The newly adopted nutrition standards are largely based on recommendations by the Institute of Medicine (IOM) of the National Academies and are designed to help in the fight against childhood obesity, which is now affecting 17 percent of children living in the U.S.

Under the revised rules, all meals served in school cafeterias will have upper and lower limits of calories, which vary with each age group. Kindergarteners to fifth-graders will receive 550 to 650 calories per meal, 6th to 8th graders about 700 calories, and 12th graders up to 850 calories.

The extra costs for better nutritional quality come to about $6.8 billion over the next five years, according to government estimates. “Schools are definitely going to be challenged by the additional costs of meeting the new rules,” says Dianne Pratt-Heaver, a spokesperson for the School Nutrition Association (SNA), a non-profit organization that represents school cafeteria vendors and operators. The government will pay schools six cents per meal on top of the current rate, which is not nearly enough to cover expenses, according to the SNA. The school lunch program provides daily meals to about 32 million students, often for free or at a reduced price.

Regardless, Ms. Pratt-Heaver says, her organization approves of the new policies. The Academy of Nutrition and Dietetics (formerly known as the American Dietetic Association) has also signaled its support. “Given the realities of federal, state and local budgets, the Academy of Nutrition and Dietetics is committed to leading the creative collaborations that will be needed to implement changes in the school food program,” said Sylvia A. Escott-Stump, a Registered Dietitian and President of the Academy in an official statement by the organization.

The new regulations mark the first overhaul of the school lunch program since the 1990s and will gradually be phased in over the next three year. It was not an easy task, considering the oftentimes vehement opposition from food manufacturers, which culminated in last year’s controversy over whether pizza (or rather the tomato paste topping) should qualify as a vegetable serving. So far, it does, at least legally.

Also somewhat unresolved remains a dispute over the nutritional benefits of potatoes. The National Potato Council (NPC) has voiced strong objections to any attempts to limit servings of potatoes in school lunches, including French fries. “We still feel like the potato is downplayed in favor of other vegetables in the new guidelines,” said Mark Szymanski, a spokesperson for the NPC. “It seems the department still considers the potato a second-class vegetable.”

There is some reason for that. According to a study by the Harvard School of Public Health, which followed over 120,000 people for up to 20 years to find out what kinds of food affected their weight, potatoes were found to rank among the greatest weight boosters.

There is a very strong hypothesis that potatoes in particular lead to weight gain, says Professor Walter Willett, an Epidemiologist at Harvard and lead author of the study report. The reason is that potatoes are consumed fully cooked and rapidly broken down into sugar. Sugar is quickly absorbed into the bloodstream and eliminated by insulin, which leaves us hungry again after just a few hours. Particularly problematic, Dr. Willett says, are potatoes made into French fries and potato chips, “because they’re designed to make us overeat.”
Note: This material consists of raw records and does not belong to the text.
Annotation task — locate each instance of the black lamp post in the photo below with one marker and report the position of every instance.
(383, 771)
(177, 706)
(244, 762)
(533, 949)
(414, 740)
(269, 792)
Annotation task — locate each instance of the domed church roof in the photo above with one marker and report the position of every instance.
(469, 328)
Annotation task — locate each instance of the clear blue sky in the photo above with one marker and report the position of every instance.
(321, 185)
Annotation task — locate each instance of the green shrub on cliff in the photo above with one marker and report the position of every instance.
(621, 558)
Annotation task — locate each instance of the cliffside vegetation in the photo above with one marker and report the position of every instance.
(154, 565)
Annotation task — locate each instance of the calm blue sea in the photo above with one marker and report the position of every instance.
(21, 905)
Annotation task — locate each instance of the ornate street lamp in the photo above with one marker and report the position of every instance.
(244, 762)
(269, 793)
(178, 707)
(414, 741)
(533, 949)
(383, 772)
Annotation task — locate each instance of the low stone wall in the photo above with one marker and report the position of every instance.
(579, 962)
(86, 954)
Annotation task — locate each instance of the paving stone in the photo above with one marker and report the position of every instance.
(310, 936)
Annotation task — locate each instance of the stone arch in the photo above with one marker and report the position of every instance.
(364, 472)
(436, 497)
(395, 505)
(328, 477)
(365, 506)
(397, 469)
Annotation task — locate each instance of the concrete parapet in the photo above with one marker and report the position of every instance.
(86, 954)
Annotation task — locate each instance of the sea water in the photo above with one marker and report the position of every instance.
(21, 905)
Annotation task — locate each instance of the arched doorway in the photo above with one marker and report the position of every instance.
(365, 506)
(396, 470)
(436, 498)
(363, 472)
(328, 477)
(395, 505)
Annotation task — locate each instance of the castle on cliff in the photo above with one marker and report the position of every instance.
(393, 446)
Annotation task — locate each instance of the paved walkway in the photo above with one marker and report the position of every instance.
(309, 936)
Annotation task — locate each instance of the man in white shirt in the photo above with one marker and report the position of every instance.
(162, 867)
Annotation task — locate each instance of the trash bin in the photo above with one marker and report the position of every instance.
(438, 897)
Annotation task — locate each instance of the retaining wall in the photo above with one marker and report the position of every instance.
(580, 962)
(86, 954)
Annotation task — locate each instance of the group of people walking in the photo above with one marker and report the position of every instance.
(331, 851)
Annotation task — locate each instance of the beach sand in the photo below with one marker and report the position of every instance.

Fried potatoes are also much higher in calorie and fat content than the steamed or baked varieties because of the oil used in the process. While one baked medium-size potato carries about 110 calories and virtually no fat, a medium-size serving of French fries has about 380 calories and 19 grams of fat.

Calories and fat, of course, are not the only issues. High levels of sodium are of equally great concern. While a medium-size potato contains about 10 mg of sodium (without added salt), a medium-size order of French fries comes with a whopping 270 mg.

Worries about sodium content have also fueled the debate over tomato paste on pizza. While tomatoes in their natural form are almost sodium-free, processed tomatoes like tomato paste, canned tomato sauce and ketchup can have over 1000 mg of sodium per serving (100g). High levels of sodium are known to cause a number of negative health effects, including heart disease and high blood pressure.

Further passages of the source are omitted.